People of strong character do not define their lives by things; they define the nature of things by their lives. People with character both suffer and succeed peacefully; they are unmoved by the modulations of popular opinion.
Again, in reference to Tutu, we tend to think of him as a kind of saintly, sweet older man. That said, he has openly worked against apartheid, tuberculosis, homophobia, xenophobia, and all matter of oppression. According to the mores of South Africa in the 1990s, this wasn’t “nice”; he was perfectly dangerous.
When we are young, many of us are told to “be careful,” “watch out,” “don’t touch,” “that’s hot.” “Do not touch, do not taste, do not drink”–this is the stuff of bad religion–theistic and atheistic. (A trip through the magazine aisle at Whole Foods reminds me that believers don’t have the market cornered on bad religion). This makes mice of men; ego foragers in the graylight of the dusky mind.

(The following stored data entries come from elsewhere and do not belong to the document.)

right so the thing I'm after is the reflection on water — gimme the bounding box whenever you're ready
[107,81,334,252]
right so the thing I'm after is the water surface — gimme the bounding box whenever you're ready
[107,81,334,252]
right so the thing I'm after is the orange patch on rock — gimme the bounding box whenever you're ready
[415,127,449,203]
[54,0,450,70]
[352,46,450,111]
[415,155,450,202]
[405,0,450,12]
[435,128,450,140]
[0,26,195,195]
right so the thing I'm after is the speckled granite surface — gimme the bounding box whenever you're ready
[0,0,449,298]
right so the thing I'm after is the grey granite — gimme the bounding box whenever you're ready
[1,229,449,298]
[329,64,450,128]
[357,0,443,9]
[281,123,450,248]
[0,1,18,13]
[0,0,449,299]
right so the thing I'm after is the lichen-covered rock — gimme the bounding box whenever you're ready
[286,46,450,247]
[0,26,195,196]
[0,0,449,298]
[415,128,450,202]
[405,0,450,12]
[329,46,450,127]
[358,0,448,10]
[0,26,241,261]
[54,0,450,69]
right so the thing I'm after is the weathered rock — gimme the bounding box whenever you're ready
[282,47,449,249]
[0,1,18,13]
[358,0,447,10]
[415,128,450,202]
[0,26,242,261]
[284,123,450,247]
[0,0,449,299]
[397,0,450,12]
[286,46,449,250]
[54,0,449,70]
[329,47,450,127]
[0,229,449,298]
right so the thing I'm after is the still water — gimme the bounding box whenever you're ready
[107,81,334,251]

Sometimes I feel the optimist’s creed is nihilism with a sundress.
World changers like Tutu have kind of re-learned recklessness. “Relearned,” because it inborn. A child is born in a state of nearly constant abandon and learning and growth. Sylvia Plath didn’t write poetry because it was pretty, or cute. Plath wrote poetry to assault and obliterate and speak true (“Daddy I have to kill you”).
With Tutu, I’d say that “we’ll be surprised by the people we see in heaven.”
“God,” he continues “has a soft spot for sinners.”